Grohs` Faible für die Ästhetik jener Zeit ist unschwer zu erkennen – die Materialität, die Haptik, der Geruch und nicht zuletzt die Biografien, die an gefundene Objekte gekoppelt sind, geben Grohs die Inspiration Neues zu schaffen: „Ich finde einfach keinen Zugang zu neuen Materialien – ein Großeinkauf im Künstlerbedarfsladen, neue Leinwände, Farben … all dies inspiriert mich nicht, damit kann ich nicht beginnen.“ Der Respekt vor alten Materialien, und die damit einhergehende Würdigung ihrer Existenz unterstreicht die Künstlerin durch die Eigenart des Produktionsprozesses: Grohs verzichtet auf computergestützte Gestaltungshilfe – ihr Werkzeug beschränkt sich auf Schere, Messer und Instrumente aus der Feinchirurgie, um die präzisen Übergänge zu realisieren. Sie verneigt sich hiermit ebenfalls vor dem heute zumeist vergessenen Akt der Handarbeit. Der Arbeitsprozess gleicht sich damit dem Arbeitsmaterial und der Motivik an und erlaubt ein unmittelbares Zusammentreffen mit dem Ausgangsmaterial.

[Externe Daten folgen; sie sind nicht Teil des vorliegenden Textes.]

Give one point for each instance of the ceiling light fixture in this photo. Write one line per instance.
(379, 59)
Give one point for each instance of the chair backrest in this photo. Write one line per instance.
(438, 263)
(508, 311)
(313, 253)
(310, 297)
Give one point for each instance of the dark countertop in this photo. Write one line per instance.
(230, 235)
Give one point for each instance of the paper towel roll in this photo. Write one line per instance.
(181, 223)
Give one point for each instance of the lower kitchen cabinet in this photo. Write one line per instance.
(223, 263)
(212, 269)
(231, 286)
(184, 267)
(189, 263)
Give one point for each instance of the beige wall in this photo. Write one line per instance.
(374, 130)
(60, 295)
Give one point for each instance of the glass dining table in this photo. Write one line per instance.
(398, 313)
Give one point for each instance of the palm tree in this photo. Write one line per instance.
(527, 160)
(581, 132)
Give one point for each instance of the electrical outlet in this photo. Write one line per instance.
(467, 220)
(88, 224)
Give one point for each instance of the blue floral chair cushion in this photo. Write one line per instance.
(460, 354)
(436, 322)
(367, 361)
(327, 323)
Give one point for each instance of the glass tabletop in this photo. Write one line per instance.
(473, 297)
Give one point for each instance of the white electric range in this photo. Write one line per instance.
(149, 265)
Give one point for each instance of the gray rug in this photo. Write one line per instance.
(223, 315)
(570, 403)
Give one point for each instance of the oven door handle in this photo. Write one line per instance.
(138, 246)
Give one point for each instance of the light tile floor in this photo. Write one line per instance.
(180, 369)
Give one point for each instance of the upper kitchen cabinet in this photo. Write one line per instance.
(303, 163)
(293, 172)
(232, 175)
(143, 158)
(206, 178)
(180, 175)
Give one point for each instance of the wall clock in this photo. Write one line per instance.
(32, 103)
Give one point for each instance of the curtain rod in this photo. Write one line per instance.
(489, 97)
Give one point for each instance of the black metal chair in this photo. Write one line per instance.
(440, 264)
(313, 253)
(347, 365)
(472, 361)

Stefanie Grohs agiert mehr als Jäger denn als Sammler: Nicht die dauerhaften Eigenschaften  der Dinge sind für sie von Interesse. Sie jagt den Momenten hinterher, die den Umgang und das Handeln mit Objekten aufzeigen. Fixierte Bedeutungen werden durch die Form der Collage gründlich auf den Kopf gestellt: Die fein durchdachte geometrische Anordnung, das Spiel mit den Linien, der Positionierung und Umkehrung der Größenverhältnisse lassen die ihrem Kontext entrissenen Dinge eigentümlich erscheinen. Dies kann einerseits zu ihrer totalen Entfremdung führen – spätestens dann, wenn Tante Hiltruds Suppenschüssel wie ein Raumschiff über dem Bockartsee zu schweben scheint.

Andererseits akzeptiert der Betrachter beinahe automatisch, dass die durcheinander gebrachten Dinge dann DOCH zueinander passen und sogar Objekte zu Subjekten werden. So ruhen zwei Sessel, zwei Gestalten gleich, vor einem Bergpanorama. Die Statik ihrer eigentlichen Materialität wird auf subtile Weise überwunden – sie wirken beseelt, besitzen Persönlichkeit, erinnern an ein altes Ehepaar.

Nach anfänglichem Schmunzeln des Zuschauers wird sich auch eine gewisse Ernsthaftigkeit in der Rezeption einstellen. Im wirren Durcheinander von gestrigen Dingen, altmodisch gekleideten Damen, antiquierten Gegenständen, eben verblichenen Motiven präsentiert Grohs ganz zeitlose Themenfelder: Das Bergpanorama vermittelt einen Hauch von Einsamkeit und Trauer, die Suppenschüssel scheint jegliches Konsumverhalten zu belächeln, in der stumpfen Zurschaustellung des weiblichen Körpers spiegeln sich Voyeurismus und die Objektivierung der Frau, Beziehung und Beziehungslosigkeit gipfeln im Arrangement von Henninger Turm und Kaffeekanne.

Der Betrachter wird nicht unbedingt das finden, wonach er sucht – und genau deswegen lohnt es sich, auf die Suche zu gehen.